Trophy hunters were also another target for the Society's protest. In 1901, articles produced by the Nature Notes pushed for the protection of badgers and polecats which were hunted to endangered levels in the English countryside. Plume hunters also faced heavy criticism for over hunting of the wood-warbler and goldcrest species of birds.

=== Lectures ===
The Selborne Society sponsored free public lectures to further awareness of environmental preservation. Led by doctorate intellectuals in England, the lecture topics spanned botany, ornithology, zoology, and geological history.

=== Magazines ===
The Selborne Society published a members-only magazine for nearly three decades.

==== Nature Notes ====
Nature Notes was first published in January 1890.

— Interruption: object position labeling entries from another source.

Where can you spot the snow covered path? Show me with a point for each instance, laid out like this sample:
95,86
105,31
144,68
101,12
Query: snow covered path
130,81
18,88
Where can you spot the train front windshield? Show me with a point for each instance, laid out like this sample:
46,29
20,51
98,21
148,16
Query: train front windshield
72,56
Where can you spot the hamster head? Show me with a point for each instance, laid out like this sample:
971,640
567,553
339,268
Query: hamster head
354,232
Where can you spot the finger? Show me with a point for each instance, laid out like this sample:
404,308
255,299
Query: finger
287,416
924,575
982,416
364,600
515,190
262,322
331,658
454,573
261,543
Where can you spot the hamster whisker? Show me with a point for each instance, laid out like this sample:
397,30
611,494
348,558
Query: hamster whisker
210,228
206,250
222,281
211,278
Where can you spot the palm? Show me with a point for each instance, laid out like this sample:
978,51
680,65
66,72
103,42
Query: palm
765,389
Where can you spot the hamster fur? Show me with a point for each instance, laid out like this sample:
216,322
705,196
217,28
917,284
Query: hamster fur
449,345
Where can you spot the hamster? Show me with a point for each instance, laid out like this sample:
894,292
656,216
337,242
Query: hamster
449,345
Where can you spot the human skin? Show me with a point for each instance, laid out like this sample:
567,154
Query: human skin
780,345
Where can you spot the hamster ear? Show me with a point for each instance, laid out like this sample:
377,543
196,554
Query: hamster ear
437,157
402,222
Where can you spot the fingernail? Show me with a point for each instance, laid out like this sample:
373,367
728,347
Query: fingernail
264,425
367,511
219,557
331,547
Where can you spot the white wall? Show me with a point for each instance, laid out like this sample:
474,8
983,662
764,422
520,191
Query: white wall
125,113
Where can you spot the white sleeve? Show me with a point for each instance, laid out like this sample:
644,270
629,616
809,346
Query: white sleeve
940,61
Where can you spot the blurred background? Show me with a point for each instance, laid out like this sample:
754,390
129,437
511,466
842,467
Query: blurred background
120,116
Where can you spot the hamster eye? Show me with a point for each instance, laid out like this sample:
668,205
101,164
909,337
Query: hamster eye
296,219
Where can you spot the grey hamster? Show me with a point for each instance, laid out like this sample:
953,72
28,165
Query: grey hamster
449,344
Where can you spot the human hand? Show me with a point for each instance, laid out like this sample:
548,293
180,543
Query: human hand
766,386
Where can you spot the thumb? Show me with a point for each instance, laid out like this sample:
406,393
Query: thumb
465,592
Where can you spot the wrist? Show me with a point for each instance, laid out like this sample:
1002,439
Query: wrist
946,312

The magazine acted as a record of progress in the knowledge of natural objects and environmental awareness. Its editors combined scientific accuracy with digestible topics to further the Society's goal of informing the public of environmental issues of international policies, laws, or other concerns that could threaten natural species. Abstracts of scientific reports, correspondence between noted authorities, and sketch competitions were utilized to encourage public interest in environmental pursuits. Poems, letters, and observations of the environment were published from the Society's members and local hobbyists. Editors also provided reviews of local and international conservation movements, critiquing their contributions to the global environmentalist efforts.

== International response ==

The Selborne Society acted as a model for international environmental movements. The American Audubon Society and American Ornithologists' Union Committee on Bird-Protection cited the Selborne Society as the main model for addressing environmental awareness in the United States. The Society also published international correspondence in its magazine from botanist and zoologist enthusiasts across Europe and as distant as Ceylon, India.

== Finances ==
The Selborne Society was funded almost exclusively by its members; in 1900, over 90% of the society's annual income of £41 came from subscriptions and donations, worth a total of $30,486 when adjusted for inflation. By 1924, over 60% of the society's income came from the sales of Nesting Boxes and Bird Baths. The World Wars had a drastic impact on the Society's income due to the necessity of the war effort, forcing many of its branches to cease function by the 1950s.